Emmanuel KANT (1724-1804)
Idée d'une Histoire Universelle au point de vue cosmopolite.
Une tentative philosophique pour traiter l'histoire universelle en fonction
du plan de la nature, qui vise à une unification politique totale dans
l'espèce humaine, doit être envisagée comme possible et même comme
avantageuse pour ce dessein de la nature. — C'est un projet à vrai dire
étrange, et en apparence extravagant, que de vouloir composer une histoire
d'après l'idée de la marche que le monde devrait suivre, s'il était adapté à
des buts raisonnables certains ; il semble qu'avec une telle intention, on
ne puisse aboutir qu'à un roman.
Cependant, si on peut admettre que la nature même, dans le jeu de la liberté
humaine, n'agit pas sans plan ni sans dessein final, cette idée pourrait
bien devenir utile ; et, bien que nous ayons une vue trop courte pour
pénétrer dans le mécanisme secret de son organisation, cette idée pourrait
nous servir de fil conducteur pour nous représenter ce qui ne serait sans
cela qu'un agrégat des actions humaines comme formant, du moins en gros, un
système. Partons en effet de l'histoire grecque, la seule qui nous
transmette toutes les autres histoires qui lui sont antérieures ou
contemporaines, ou qui du moins nous apporte des documents à ce sujet ;
suivons son influence sur la formation et le déclin du corps politique du
peuple romain, lequel a absorbé l'Etat grec ; puis l'influence du peuple
romain sur les Barbares qui a leur tour le détruisirent, pour en arriver
jusqu'à notre époque ; mais joignons-y en même temps épisodiquement
l'histoire politique des autres peuples, telle que la connaissance en est
peu a peu parvenue à nous par l'intermédiaire précisément de ces nations
éclairées.
On verra alors apparaître un progrès régulier du perfectionnement de la
constitution politique dans notre continent (qui vraisemblablement donnera
un jour des lois à tous les autres).

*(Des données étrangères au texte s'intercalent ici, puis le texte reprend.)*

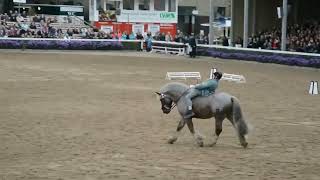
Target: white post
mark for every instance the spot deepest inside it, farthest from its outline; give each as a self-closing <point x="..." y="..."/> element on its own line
<point x="104" y="2"/>
<point x="167" y="5"/>
<point x="152" y="5"/>
<point x="211" y="18"/>
<point x="92" y="10"/>
<point x="245" y="23"/>
<point x="284" y="25"/>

Bornons-nous donc a considérer la
constitution politique et ses lois d'une part, dans la mesure où les deux
choses ont, par ce qu'elles renfermaient de bon, servi pendant un certain
temps a élever des peuples (du même coups a élever les arts et les
sciences), et à les faire briller, mais dans la mesure aussi où ils ont
servi a précipiter leur chute par des imperfections inhérentes à leur nature
(en sorte qu'il est pourtant toujours resté un germe de lumières, germe qui,
au travers de chaque révolution se développant davantage, a préparé un plus
haut degré de perfectionnement) ; alors nous découvrirons un fil conducteur
qui ne sera pas seulement utile à l'explication du jeu embrouillé des
affaires humaines ou à la prophétie politique des transformations civiles
futures — (profit qu'on a déjà tiré de l'histoire des hommes, tout en ne la
considérant que comme le résultat incohérent d'une liberté sans règle) — ;
mais ce fil conducteur ouvrira encore (ce qu'on ne peut raisonnablement
espérer sans présupposer un plan de la nature) mais ce fil conducteur
ouvrira encore (ce qu'on ne peut raisonnablement espérer sans présupposer un
plan de la nature une perspective consolante sur l'avenir ou l'espèce
humaine nous sera représentée dans une ère très lointaine sous l'aspect
qu'elle cherche de toutes ses forces à revêtir : s'élevant jusqu'à l'état où
tous les germes que la nature a placés en elle pourront être pleinement
développés et où sa destinée ici-bas sera pleinement remplie. Une telle
justification de la nature ou mieux de la Providence n'est pas un motif
négligeable pour choisir un centre particulier de perspective sur le monde.
Car à quoi bon chanter la magnificence et la sagesse de la création dans le
domaine de la nature où la raison est absente ; à quoi bon recommander cette
contemplation, si, sur la vaste scène où agit la sagesse suprême, nous
trouvons un terrain qui fournit une objection inéluctable et dont la vue
nous oblige a détourner les yeux avec mauvaise humeur de ce spectacle ? Et
ce serait le terrain même qui représente le but final de tout le reste :
l'histoire de l'espèce humaine. Car nous désespérerions alors de jamais
rencontrer ici un dessein achevé et raisonnable, et nous ne pourrions plus
espérer cette rencontre que dans un autre monde.